The hardware corresponding to Huang’s Token economics is the Vera Rubin platform, officially announced at GTC.

Huang said that in the past, when discussing the Hopper architecture, he would hold up a chip, but Vera Rubin isn’t just a chip; it’s an entire system. This system achieves 100% liquid cooling, reducing installation time from two days to two hours.

Vera Rubin consists of seven chips. The core rack NVL72 integrates 72 Rubin GPUs and 36 Vera CPUs, connected via NVLink 6 (NVIDIA’s high-speed interconnect technology). Compared to the previous Blackwell generation, inference throughput per watt has increased tenfold, and the cost per Token has been reduced to one-tenth.

NVIDIA also released a new 88-core Vera CPU, optimized for AI agent scenarios involving tool invocation and data processing.

Huang mentioned that Microsoft CEO Satya Nadella has confirmed that the first Vera Rubin racks are already running on Azure.

However, Vera Rubin has a shortcoming: when each user needs to generate more than 400 Tokens per second, NVL72’s bandwidth becomes insufficient. To address this, NVIDIA acquired the technology and core team of Groq, a US-based AI accelerator chip company founded in 2016.

Groq’s LPU (Language Processing Unit) and GPU are entirely different chips.
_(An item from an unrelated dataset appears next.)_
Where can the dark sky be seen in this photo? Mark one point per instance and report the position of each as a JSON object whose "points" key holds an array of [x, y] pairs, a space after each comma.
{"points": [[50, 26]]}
GPUs have large memory and high computing power; a single Rubin GPU has 288GB of memory, suitable for complex calculations. LPUs have small but extremely fast read/write speeds, with only 500MB of storage—unable to hold full model parameters but capable of generating Tokens faster with lower latency than GPUs.
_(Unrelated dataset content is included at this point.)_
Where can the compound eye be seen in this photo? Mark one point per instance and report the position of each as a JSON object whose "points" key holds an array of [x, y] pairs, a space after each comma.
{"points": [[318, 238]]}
NVIDIA uses a software called Dynamo to split inference into two steps: context understanding, which requires massive compute and memory and is handled by Vera Rubin; and Token generation, which is latency-sensitive and handled by Groq’s LPU. These two chips are connected via high-speed Ethernet, working collaboratively to reduce latency by about half.

Huang calls this approach “decoupled inference,” meaning splitting inference tasks across different chips. The core idea is that high throughput and low latency are inherently contradictory, so it’s better to let each chip do what it’s best at.
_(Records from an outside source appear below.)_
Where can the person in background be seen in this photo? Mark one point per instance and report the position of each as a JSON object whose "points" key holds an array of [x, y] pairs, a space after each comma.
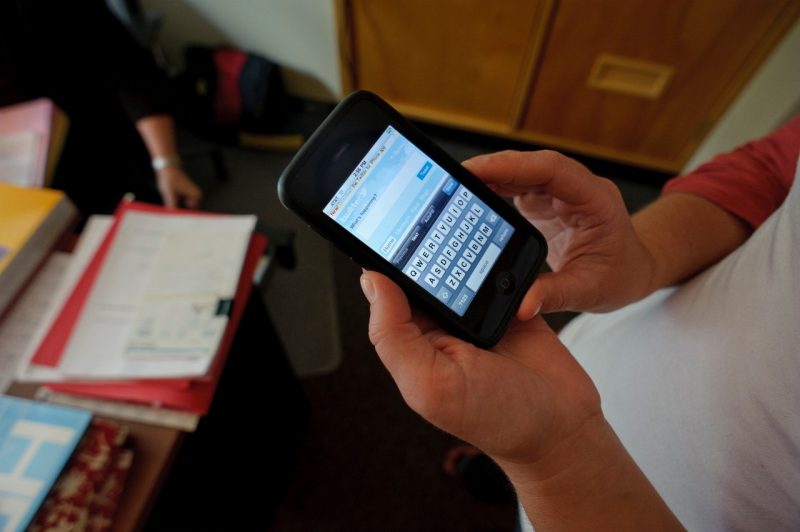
{"points": [[122, 135], [695, 358]]}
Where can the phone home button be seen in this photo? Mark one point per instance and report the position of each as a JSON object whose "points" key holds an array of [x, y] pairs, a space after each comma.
{"points": [[504, 282]]}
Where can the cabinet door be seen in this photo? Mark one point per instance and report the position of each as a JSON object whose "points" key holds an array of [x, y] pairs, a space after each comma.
{"points": [[453, 61], [643, 80]]}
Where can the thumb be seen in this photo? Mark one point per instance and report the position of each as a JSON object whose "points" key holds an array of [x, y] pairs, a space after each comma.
{"points": [[398, 340], [551, 292]]}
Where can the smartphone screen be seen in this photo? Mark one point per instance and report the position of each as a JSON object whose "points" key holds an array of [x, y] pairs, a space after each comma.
{"points": [[410, 211]]}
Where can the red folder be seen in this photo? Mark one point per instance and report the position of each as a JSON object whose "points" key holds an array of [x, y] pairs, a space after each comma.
{"points": [[193, 395]]}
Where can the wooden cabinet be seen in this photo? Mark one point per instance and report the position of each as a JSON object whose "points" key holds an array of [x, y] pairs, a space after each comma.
{"points": [[638, 81]]}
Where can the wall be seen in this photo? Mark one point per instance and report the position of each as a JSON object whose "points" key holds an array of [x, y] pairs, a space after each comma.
{"points": [[301, 35], [771, 98], [298, 34]]}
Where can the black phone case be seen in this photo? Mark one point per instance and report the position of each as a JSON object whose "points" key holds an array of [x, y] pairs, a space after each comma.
{"points": [[290, 190]]}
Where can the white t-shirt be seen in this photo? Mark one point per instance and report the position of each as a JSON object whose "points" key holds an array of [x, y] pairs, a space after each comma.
{"points": [[702, 383]]}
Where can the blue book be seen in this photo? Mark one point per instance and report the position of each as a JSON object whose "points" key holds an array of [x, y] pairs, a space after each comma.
{"points": [[36, 441]]}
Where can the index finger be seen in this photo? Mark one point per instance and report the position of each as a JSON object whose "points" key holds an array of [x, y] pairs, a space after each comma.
{"points": [[546, 171]]}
He said this combination achieves performance improvements of 35 times over the previous generation at high price tiers of $45 and $150.

Looking at a longer time horizon, the same 1GW data center could increase Token generation from 22 million per second to 700 million in two years.

Huang advised clients that if their work mainly involves high-throughput batch inference, they should fully adopt Vera Rubin; if they have large programming or real-time interaction needs, they can allocate about 25% of their data center compute power to Groq’s LPU.

He said that Groq’s 3 LPU units are being mass-produced by Samsung and are expected to ship in Q3 this year.

On the software side, NVIDIA launched the enterprise AI agent platform NemoClaw, supporting the popular open-source project OpenClaw. OpenClaw has become the fastest-growing open-source project on GitHub in recent weeks. Huang compared its importance to Linux, calling it the operating system for intelligent agent computing.

However, deploying open-source OpenClaw directly in enterprise environments poses security risks, as agents can access sensitive data, execute code, and communicate externally. NemoClaw adds an enterprise security layer to OpenClaw. Seventeen companies, including Adobe, Salesforce, and SAP, have announced adoption of NVIDIA’s Agent Toolkit for developing intelligent agents.

Regarding the roadmap, NVIDIA previewed the next-generation Feynman architecture, scheduled for release in 2028, which will support both copper cabling and CPO (chip-integrated optical communication) interconnects.

This year also marks the 20th anniversary of CUDA, NVIDIA’s GPU computing platform, which is considered the foundation of NVIDIA’s software ecosystem. Huang mentioned that currently, 60% of NVIDIA’s business comes from the top five global cloud providers, with the remaining 40% spread across sovereign AI, enterprise, industrial, and robotics sectors.

At this GTC, NVIDIA also announced collaborations with Uber, BYD, Geely, Hyundai, Nissan, and Isuzu in autonomous driving. Driven by this news, the Hong Kong auto sector rallied on the 17th, with Geely (00175.HK) rising over 5% intraday and closing up 4.55%.